Fino a qualche anno fa,
prima che l’abolizione delle province diventasse una sorta di panacea dei mali
italiani, qualcuno non solo auspicava che Sulmona diventasse capoluogo, ma
addirittura presentava la richiesta perché lo diventasse davvero. Il senatore Rotondi,
campano, aveva presentato nel 2007 la proposta perché venisse istituita la
provincia di Sulmona (e, a dire il vero, anche quella di Avezzano e quella dei
Marsi, dimostrando con questo anche un po’ di confusione). Avevano anticipato
la proposta di Rotondi il senatore Battisti della Margherita nel 2002, e i
deputati Saia, Saraceni e Aracu nel 2001, con un’azione trasversale
sinistra-destra. Nel 1987 ci aveva provato anche il senatore Salerno, lucano in
quota DC.
Dalle motivazioni addotte
per l’istituzione della provincia di Sulmona si possono trarre degli spunti
interessanti. Nel 2002, nel disegno di legge del senatore Battisti, si parlava
di necessità di costituire la provincia “per rispondere ad un criterio di
vicinanza dell’istituzione provinciale ai cittadini” e per migliorare
l’efficienza della stessa.
La lontananza di Sulmona e della Valle Peligna dal
capoluogo, quindi, ma anche la specificità di un territorio, quello peligno,
ricco di interessi economici locali da valorizzare in modo da farne un “centro
turistico di forte attrazione”. Impianti sciistici, parchi e tradizioni locali,
antiche o rinnovate. Già nel 2002, è quanto emerge nel ddl di Battisti, quello
di Sulmona viene visto come un territorio espropriato da presidi della Pubblica
Amministrazione, e si paventa la soppressione del Tribunale di Sulmona
“nonostante la Commissione antimafia [avesse] identificato nell’area di Sulmona
un rischio alto di penetrazione della malavita organizzata”.
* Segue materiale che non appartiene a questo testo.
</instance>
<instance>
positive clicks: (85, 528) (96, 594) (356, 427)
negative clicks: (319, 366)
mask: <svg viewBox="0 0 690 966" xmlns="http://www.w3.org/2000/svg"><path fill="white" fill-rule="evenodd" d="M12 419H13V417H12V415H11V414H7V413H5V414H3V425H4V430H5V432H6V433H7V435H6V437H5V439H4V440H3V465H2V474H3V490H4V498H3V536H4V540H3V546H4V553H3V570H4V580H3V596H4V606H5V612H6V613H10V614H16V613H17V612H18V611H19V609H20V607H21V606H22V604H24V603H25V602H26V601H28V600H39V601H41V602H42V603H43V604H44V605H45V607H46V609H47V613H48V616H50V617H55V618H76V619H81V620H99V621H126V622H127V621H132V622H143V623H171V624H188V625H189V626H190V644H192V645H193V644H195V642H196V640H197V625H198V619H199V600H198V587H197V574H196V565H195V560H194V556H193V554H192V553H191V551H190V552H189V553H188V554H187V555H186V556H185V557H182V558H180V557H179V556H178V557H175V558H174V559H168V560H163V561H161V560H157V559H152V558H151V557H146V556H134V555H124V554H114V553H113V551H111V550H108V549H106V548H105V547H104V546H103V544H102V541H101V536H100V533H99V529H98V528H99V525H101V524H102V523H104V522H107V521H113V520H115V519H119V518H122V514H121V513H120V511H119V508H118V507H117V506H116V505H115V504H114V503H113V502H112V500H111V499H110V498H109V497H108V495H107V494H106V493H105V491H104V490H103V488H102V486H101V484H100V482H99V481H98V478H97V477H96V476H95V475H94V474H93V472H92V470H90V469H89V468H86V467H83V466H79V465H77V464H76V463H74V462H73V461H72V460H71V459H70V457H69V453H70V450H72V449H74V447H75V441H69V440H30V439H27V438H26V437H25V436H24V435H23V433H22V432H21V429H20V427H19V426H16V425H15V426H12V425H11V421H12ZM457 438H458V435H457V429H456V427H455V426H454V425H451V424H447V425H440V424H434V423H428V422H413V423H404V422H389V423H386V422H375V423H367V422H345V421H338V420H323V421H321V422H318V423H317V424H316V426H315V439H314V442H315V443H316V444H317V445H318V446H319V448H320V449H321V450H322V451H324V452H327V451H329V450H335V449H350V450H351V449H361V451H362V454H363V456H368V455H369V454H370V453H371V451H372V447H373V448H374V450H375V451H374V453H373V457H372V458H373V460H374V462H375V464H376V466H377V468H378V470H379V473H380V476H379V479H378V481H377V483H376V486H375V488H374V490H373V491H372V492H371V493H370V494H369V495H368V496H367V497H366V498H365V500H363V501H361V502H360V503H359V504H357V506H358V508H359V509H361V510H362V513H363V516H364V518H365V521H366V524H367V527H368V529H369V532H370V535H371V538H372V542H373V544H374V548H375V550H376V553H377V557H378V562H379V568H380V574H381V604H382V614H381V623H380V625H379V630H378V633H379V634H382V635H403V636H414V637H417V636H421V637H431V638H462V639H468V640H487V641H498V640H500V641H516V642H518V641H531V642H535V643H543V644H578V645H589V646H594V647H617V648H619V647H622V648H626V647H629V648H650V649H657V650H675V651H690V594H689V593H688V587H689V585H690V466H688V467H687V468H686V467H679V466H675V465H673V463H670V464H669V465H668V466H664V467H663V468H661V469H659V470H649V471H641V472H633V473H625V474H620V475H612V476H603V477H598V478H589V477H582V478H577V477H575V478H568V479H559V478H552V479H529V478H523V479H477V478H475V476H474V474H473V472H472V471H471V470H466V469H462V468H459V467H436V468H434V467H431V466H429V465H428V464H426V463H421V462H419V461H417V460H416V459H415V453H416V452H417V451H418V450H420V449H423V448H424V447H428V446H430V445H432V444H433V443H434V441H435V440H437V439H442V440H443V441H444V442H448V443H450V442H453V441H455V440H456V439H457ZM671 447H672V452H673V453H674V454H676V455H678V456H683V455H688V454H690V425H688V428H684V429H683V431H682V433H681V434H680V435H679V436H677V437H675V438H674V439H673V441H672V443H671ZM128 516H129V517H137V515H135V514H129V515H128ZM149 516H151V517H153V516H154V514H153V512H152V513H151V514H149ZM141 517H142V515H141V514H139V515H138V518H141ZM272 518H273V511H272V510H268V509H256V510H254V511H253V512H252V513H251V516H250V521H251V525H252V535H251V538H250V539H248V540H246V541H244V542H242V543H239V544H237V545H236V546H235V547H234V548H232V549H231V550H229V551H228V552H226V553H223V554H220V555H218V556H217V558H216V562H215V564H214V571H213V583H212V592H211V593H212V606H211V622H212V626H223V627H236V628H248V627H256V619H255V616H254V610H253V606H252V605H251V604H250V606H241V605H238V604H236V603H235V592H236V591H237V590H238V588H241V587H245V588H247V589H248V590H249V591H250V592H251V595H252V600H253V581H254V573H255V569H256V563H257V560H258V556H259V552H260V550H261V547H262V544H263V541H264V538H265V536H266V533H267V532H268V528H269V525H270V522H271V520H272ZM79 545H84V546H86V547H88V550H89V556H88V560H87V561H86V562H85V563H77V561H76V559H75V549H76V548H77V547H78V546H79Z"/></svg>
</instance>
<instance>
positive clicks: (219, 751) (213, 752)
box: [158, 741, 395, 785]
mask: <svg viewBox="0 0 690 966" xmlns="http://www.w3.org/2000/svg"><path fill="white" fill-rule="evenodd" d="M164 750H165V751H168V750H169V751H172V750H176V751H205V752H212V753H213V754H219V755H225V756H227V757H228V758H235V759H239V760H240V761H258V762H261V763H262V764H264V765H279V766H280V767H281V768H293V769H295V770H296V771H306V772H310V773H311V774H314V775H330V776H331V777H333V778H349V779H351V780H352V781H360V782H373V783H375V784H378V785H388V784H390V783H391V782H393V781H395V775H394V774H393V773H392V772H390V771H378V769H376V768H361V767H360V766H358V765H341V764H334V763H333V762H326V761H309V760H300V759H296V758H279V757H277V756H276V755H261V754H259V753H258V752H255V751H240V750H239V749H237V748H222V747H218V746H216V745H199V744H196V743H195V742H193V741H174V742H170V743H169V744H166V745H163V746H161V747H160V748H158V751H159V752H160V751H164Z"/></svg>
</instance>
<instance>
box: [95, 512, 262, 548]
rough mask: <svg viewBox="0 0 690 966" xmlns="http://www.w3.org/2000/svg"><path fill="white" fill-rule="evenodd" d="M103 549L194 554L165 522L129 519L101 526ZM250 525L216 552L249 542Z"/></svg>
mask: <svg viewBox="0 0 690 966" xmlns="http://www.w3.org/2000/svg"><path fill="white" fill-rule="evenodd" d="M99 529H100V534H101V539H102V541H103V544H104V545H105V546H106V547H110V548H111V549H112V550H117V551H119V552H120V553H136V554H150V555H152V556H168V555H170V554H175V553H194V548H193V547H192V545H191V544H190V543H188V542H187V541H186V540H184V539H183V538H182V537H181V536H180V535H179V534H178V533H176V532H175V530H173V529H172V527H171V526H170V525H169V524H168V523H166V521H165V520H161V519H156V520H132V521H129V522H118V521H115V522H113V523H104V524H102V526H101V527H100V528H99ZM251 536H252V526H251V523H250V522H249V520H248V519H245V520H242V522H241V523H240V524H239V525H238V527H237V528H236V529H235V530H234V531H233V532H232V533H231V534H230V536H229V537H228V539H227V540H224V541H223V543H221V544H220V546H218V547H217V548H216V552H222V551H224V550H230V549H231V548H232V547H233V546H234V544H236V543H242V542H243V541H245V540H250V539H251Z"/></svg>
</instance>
Ma poi, quell’idea di fare
della Valle Peligna un centro di attrazione turistica di qualità e di sfruttare
l’artigianato locale, ad esempio, come valorizzazione culturale dell’intero
territorio non è nemmeno così recente. Tale sensibilità emerge anche nel
disegno di legge Salerno del 1987, dove, ovviamente si fa riferimento alla
particolare conformazione della provincia dell’Aquila, circa tre volte più
grande della media delle province italiane e con un capoluogo praticamente
all’estremità settentrionale della stessa.
Ma da allora cosa è
cambiato? I cosiddetti presidi amministrativi hanno continuato a scomparire. Le
caserme non esistono più nella loro funzione ordinaria e non si vede ancora
come possano essere riconvertite a luoghi di pubblica utilità. Abbiamo temuto
di perdere il presidio ospedaliero e almeno per qualche anno ancora manterremo
il Tribunale. Il distretto industriale che circa 25 anni fa era uno dei più
attivi della regione, in un articolo del giornalista Antonio Galdo di pochi
anni fa viene descritto nel momento della sua morte.
Lontanissima dai fasti
dell’epoca sveva, disillusa dalle possibilità presentatesi in passato e non
concretizzatesi, Sulmona sembra avere in una mano la ricetta per una sua
rinascita e nell’altra un futuro di spopolamento che tanto assomiglia a quello
dei paesi di montagna negli anni del dopoguerra. Insieme ai capitali economici
sembra orientato all’emigrazione anche il capitale umano in grado non solo di
rimettere in moto la città e l’intero territorio, ma anche di custodire un
patrimonio storico-culturale tanto ricco da fare invidia a chiunque.